Peter Calthorpe is a man on a mission to make the suburbs of North America a place where people can live (seriously, you should see what books he’s written).
The car-dominated culture of the suburbs has produced a series of housing developments that pretends the environment and other people don’t exist, and in the 21st century this lifestyle is confronting reality. Recently, Calthrope has been asked to make a suburb of Toronto, Markham, into a modern city and Markham is moving ahead with the plan. The key component of the plan is to make a more urban setting that revolves around good transportation.
“We’ve had a 50-year experiment with sprawl,” Calthorpe argues. “Now it’s over. Everything’s changing. There’s a huge demographic shift happening. If you include externalities and eliminate subsidies, sprawl is not affordable. The key to unlocking the potential is transit.

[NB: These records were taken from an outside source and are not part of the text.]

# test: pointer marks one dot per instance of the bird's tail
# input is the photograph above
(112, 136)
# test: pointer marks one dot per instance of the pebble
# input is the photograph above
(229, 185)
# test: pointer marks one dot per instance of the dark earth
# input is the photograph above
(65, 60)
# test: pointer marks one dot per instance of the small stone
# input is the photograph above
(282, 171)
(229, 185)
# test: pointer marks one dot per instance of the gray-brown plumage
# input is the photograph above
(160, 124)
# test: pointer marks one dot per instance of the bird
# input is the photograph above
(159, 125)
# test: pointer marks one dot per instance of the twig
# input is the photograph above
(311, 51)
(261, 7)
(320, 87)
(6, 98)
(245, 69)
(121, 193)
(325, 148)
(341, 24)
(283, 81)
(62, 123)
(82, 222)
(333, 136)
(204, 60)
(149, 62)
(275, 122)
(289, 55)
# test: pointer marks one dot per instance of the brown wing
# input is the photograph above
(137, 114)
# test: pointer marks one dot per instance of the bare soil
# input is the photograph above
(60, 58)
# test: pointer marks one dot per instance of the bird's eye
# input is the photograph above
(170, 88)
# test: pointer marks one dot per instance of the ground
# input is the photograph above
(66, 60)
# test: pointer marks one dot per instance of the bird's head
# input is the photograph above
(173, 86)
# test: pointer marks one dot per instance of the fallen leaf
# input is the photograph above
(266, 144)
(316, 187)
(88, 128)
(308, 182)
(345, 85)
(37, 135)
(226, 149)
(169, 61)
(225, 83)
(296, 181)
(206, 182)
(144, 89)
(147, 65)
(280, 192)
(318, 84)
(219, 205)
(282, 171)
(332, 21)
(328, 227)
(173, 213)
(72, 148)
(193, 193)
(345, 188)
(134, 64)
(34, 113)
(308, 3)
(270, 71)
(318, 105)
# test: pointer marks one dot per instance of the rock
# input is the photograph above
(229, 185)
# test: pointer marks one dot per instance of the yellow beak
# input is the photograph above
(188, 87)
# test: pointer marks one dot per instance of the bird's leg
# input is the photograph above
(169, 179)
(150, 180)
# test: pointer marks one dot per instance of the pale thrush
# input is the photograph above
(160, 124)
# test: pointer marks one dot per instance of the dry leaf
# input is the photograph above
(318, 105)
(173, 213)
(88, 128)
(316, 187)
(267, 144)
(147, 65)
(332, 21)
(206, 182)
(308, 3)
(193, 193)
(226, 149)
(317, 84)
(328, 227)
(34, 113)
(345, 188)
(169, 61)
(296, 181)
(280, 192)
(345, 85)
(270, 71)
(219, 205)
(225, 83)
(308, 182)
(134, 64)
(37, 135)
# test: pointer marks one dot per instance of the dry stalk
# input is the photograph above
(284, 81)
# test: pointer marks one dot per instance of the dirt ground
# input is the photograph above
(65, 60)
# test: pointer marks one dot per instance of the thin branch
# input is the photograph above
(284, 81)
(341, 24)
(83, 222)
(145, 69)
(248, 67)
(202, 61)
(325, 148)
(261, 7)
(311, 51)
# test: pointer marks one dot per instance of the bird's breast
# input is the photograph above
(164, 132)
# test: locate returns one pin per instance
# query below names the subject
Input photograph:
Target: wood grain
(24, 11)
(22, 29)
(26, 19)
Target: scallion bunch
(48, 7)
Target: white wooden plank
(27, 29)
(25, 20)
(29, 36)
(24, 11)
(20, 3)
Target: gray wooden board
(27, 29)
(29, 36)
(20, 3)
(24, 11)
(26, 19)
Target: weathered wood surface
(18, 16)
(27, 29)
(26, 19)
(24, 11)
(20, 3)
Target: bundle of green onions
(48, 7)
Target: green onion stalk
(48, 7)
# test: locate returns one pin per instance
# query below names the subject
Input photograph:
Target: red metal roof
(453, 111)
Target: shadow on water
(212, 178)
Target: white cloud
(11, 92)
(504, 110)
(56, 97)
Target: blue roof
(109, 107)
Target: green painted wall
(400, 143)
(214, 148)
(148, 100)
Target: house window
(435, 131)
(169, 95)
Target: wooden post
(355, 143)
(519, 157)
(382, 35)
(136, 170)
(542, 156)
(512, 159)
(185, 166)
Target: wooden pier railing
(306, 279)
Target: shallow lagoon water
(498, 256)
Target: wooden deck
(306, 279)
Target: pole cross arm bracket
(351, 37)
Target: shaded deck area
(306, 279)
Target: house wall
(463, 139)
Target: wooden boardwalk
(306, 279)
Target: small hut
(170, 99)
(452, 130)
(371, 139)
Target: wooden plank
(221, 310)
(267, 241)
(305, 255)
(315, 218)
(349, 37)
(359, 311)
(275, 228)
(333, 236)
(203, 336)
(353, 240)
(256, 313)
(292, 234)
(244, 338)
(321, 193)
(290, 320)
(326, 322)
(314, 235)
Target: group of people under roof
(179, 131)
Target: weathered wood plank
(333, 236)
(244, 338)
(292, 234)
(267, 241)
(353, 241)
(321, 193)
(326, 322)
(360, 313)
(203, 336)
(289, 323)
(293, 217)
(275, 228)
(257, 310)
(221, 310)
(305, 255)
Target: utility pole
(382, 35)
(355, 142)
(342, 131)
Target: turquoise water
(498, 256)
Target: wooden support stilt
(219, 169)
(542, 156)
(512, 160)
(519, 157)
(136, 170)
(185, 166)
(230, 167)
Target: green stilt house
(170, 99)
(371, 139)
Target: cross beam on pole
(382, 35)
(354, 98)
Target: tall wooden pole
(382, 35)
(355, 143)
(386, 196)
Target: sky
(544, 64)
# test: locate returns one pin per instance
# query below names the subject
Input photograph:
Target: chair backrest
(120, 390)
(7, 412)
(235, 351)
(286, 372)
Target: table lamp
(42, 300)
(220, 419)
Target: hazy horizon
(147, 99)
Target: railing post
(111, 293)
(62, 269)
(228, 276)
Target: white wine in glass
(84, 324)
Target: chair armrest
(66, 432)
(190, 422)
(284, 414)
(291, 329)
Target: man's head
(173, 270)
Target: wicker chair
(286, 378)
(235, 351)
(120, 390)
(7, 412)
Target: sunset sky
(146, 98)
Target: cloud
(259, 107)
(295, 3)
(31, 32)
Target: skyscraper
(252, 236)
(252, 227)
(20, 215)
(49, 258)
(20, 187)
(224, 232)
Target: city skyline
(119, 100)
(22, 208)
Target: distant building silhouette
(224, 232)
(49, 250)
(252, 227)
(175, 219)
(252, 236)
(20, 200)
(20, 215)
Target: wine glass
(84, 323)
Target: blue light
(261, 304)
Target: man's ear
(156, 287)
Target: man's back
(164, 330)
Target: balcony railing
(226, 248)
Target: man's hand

But as Calthorpe also points out, successful transit is regional transit. That’s surely true at Langstaff. Cut off by hydro easements, highways, railway tracks and cemeteries, the missing connections to the external world can only be created through transit. Extending the Yonge subway to Hwy. 7 is critical to the project, as are the locations of the new stations.
“If you want to get people out of cars,” says Calthorpe, “you’ve got to get them close to transit. And transit must be there to support walkability, not the other way around. Destinations have to be nearby.”
One thought on “How to Make the Suburbs Livable”
They’re not really making the suburbs livable. Instead they’re turning Markham into its own city. The idea of a self-sustaining Markham where people don’t need the DVP or GO Transit to commute must have been mind-blowing to the town council!